Wednesday, February 11, 2009

The Leper


by Steve Thayer

Who wants to read a novel about a leper? Anyone who wants to be enlightened, educated and entertained by bestseller Thayer's (The Weatherman) unusual but awe-inspiring hero. After stumbling on a French-German leper village while serving as a marine captain during WWI, John Severson takes a healthy little girl to safety while his near-mutinous men are ordered to return to the front. After an inquiry ends favorably, Severson returns home to St. Paul, Minn., where he becomes a high school math teacher and is secretly engaged to his favorite student. His happiness shatters after a routine medical check identifies him as a leper. In the wake of the Spanish flu epidemic, this means forced quarantine at Louisiana's Witch Tree leprosarium, which Thayer describes in disturbing and sometimes lurid detail. After escaping from Witch Tree, Severson winds up as the sheriff of Hawaii's Molokai leper colony, a relentless crusader for Hansen's disease sufferers, whose rights as U.S. citizens were too long compromised by fear. (Publisher's Weekly)

The Hunger Games


by Suzanne Collins


In the ruins of a place once known as North America lies the nation of Panem, a shining Capitol surrounded by twelve outlying districts.

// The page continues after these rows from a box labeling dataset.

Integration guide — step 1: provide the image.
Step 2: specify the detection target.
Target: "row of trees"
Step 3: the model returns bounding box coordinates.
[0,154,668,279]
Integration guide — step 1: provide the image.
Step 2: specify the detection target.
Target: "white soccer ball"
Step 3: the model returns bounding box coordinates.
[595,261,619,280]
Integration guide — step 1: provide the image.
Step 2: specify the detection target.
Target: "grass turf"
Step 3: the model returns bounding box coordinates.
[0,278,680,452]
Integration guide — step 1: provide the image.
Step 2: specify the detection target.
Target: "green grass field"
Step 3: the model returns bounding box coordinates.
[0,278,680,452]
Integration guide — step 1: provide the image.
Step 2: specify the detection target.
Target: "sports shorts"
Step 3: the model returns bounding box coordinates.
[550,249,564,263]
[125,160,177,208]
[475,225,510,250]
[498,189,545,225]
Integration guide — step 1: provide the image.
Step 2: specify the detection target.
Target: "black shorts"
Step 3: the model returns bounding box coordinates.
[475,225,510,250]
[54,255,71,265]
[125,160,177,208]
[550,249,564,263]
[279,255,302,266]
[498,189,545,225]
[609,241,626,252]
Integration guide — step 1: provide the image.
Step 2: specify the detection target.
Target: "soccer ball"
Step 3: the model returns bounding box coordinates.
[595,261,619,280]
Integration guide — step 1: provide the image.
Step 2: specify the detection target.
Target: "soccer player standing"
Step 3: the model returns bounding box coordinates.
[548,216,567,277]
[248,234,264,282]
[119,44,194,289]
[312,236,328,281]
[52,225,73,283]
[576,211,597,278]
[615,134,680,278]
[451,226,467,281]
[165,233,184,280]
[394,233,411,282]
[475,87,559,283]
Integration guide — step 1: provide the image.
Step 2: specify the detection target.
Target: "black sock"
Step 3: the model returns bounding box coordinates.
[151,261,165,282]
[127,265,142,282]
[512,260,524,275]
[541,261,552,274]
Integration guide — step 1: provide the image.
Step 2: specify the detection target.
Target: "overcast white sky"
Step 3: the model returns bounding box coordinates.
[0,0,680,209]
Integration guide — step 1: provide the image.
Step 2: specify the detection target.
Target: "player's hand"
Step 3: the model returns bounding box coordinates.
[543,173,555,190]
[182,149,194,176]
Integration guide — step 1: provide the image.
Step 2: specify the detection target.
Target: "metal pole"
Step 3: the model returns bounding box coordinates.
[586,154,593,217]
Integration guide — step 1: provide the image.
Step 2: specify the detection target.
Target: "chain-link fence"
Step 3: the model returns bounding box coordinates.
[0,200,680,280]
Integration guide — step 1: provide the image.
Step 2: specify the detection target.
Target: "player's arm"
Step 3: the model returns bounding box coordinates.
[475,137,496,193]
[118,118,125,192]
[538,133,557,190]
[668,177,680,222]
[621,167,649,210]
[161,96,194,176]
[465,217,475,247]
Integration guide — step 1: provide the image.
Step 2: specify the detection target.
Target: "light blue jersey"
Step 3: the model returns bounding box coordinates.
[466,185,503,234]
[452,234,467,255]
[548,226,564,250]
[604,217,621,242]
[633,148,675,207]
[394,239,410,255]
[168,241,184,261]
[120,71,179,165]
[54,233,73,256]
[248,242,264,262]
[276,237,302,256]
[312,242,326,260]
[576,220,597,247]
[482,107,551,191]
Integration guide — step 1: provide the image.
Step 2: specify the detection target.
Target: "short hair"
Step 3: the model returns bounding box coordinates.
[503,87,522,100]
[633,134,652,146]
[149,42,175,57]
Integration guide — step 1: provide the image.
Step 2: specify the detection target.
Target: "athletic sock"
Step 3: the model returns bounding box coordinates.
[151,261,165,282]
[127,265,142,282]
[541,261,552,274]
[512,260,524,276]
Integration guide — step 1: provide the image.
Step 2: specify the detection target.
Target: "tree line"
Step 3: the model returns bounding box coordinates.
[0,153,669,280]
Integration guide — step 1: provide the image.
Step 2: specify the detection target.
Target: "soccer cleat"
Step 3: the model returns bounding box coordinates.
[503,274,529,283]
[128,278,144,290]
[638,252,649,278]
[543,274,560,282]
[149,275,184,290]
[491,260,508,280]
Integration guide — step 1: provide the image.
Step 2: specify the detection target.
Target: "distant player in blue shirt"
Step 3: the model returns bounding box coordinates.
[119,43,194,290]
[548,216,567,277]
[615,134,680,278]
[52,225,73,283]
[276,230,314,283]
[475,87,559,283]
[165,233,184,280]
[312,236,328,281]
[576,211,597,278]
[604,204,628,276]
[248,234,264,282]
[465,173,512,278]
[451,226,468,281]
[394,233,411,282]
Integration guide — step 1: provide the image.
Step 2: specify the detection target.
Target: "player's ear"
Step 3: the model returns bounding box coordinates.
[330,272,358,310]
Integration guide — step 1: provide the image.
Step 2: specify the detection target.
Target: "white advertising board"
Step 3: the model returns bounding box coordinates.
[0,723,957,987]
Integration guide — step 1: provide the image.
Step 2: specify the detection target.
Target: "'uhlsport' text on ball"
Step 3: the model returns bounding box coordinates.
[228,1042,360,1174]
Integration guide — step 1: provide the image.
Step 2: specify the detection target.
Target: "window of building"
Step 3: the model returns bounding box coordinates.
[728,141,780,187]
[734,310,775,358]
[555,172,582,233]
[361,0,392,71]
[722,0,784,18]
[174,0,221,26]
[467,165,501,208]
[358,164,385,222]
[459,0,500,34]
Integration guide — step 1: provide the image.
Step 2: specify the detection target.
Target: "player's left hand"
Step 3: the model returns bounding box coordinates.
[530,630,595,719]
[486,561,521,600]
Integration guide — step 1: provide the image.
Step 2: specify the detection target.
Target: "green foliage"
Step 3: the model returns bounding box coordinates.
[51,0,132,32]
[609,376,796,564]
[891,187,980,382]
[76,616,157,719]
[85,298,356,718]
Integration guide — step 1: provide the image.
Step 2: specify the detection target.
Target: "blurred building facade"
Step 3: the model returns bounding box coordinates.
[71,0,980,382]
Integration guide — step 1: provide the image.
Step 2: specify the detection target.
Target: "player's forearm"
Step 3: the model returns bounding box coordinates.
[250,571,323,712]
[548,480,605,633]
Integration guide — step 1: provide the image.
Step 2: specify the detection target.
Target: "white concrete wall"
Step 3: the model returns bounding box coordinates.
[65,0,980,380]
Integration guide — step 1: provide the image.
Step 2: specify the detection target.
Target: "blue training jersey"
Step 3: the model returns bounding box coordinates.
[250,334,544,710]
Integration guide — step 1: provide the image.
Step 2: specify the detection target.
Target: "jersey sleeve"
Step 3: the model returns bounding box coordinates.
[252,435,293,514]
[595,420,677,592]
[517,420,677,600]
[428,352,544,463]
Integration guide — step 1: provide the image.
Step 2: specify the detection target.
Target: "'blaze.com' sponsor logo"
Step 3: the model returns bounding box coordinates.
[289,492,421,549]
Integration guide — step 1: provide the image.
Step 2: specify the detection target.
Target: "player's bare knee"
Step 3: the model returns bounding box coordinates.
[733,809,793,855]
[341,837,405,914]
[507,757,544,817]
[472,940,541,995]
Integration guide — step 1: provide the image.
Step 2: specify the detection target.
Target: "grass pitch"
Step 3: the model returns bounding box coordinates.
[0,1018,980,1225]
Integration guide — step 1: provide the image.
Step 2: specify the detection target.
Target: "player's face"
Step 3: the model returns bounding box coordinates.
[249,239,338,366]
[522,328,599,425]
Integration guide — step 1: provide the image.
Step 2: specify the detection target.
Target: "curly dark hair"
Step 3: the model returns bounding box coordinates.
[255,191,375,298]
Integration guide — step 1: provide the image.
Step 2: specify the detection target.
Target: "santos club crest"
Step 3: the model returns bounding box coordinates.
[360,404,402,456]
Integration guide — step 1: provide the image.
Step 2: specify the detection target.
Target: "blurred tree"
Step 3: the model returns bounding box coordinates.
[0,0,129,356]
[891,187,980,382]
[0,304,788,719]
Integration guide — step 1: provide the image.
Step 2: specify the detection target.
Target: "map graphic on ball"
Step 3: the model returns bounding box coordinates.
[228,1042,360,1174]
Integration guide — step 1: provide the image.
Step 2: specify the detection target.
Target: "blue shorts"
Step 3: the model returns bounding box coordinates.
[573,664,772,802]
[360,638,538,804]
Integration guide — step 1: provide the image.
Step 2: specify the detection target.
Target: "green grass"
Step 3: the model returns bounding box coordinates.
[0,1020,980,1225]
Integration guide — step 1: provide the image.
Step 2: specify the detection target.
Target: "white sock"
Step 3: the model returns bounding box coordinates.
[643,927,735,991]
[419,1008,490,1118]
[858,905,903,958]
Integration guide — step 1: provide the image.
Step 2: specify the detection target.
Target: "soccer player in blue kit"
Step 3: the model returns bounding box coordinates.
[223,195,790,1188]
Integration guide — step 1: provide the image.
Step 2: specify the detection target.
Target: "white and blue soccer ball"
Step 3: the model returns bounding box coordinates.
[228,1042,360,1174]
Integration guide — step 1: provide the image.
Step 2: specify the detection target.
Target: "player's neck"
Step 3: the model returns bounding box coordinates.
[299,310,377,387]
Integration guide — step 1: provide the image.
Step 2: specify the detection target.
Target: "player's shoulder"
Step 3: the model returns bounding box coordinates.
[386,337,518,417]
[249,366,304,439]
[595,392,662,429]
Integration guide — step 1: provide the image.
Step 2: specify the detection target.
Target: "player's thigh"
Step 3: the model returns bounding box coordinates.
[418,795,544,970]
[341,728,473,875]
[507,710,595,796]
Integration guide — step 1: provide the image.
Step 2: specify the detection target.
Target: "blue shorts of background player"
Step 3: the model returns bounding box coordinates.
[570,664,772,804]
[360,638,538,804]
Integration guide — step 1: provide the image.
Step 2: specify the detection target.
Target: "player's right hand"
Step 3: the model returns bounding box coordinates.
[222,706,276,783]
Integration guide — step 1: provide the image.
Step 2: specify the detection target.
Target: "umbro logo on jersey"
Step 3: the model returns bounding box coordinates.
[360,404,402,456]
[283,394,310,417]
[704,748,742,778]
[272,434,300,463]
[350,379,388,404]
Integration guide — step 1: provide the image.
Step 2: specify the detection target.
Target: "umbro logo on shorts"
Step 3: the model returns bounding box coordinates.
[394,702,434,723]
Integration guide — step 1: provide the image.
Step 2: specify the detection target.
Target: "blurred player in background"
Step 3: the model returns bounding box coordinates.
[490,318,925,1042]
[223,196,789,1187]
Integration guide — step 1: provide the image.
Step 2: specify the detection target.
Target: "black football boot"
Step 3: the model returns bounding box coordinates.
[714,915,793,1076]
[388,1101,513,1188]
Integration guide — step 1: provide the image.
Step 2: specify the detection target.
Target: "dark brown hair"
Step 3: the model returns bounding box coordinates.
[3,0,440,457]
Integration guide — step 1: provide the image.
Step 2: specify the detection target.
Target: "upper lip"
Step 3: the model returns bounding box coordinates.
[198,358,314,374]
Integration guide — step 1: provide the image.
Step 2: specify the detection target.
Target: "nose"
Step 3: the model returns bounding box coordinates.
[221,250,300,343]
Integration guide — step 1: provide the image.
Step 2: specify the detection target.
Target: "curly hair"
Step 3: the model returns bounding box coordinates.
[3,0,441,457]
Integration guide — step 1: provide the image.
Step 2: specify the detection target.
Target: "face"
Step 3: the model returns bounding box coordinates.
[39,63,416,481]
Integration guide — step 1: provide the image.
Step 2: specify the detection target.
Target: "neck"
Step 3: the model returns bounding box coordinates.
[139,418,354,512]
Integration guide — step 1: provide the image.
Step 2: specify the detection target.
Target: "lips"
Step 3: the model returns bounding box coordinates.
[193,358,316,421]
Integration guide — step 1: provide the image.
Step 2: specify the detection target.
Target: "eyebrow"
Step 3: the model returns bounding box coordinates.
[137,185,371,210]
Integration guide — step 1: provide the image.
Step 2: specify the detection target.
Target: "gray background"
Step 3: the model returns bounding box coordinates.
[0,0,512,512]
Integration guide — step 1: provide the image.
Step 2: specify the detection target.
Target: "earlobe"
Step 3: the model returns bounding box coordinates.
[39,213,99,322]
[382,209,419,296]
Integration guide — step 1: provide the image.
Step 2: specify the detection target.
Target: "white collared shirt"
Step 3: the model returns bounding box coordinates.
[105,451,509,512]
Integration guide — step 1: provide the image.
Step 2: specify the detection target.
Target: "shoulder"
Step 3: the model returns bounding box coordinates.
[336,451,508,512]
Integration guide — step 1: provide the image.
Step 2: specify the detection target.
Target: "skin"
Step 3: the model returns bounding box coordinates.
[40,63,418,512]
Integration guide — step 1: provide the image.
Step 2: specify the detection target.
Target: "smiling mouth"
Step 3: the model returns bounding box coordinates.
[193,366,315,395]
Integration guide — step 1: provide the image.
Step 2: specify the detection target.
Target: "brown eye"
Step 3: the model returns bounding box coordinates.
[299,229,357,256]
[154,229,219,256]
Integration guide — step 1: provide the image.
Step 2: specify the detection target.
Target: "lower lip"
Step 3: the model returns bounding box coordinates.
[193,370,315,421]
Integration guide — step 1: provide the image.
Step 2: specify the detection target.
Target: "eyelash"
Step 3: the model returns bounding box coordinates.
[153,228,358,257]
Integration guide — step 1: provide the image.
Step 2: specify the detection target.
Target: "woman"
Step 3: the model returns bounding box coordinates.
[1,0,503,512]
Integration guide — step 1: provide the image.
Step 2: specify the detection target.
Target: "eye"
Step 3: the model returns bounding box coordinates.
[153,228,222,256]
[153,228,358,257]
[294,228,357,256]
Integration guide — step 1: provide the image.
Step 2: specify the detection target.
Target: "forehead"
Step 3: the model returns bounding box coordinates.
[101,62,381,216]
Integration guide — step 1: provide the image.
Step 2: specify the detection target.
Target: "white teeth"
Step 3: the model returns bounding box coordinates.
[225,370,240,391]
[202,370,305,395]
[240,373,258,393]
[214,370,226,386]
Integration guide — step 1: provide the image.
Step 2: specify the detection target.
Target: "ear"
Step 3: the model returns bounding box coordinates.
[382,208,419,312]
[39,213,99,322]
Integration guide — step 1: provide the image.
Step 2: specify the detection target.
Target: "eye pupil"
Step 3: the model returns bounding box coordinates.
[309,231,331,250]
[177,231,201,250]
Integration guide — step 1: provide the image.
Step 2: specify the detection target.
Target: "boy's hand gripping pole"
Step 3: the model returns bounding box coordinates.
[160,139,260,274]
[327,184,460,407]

The Capitol is harsh and cruel and keeps the districts in line by forcing them all to send one boy and one girl between the ages of twelve and eighteen to participate in the annual Hunger Games, a fight to the death on live TV. Sixteen-year-old Katniss Everdeen, who lives alone with her mother and younger sister, regards it as a death sentence when she is forced to represent her district in the Games. But Katniss has been close to dead before-and survival.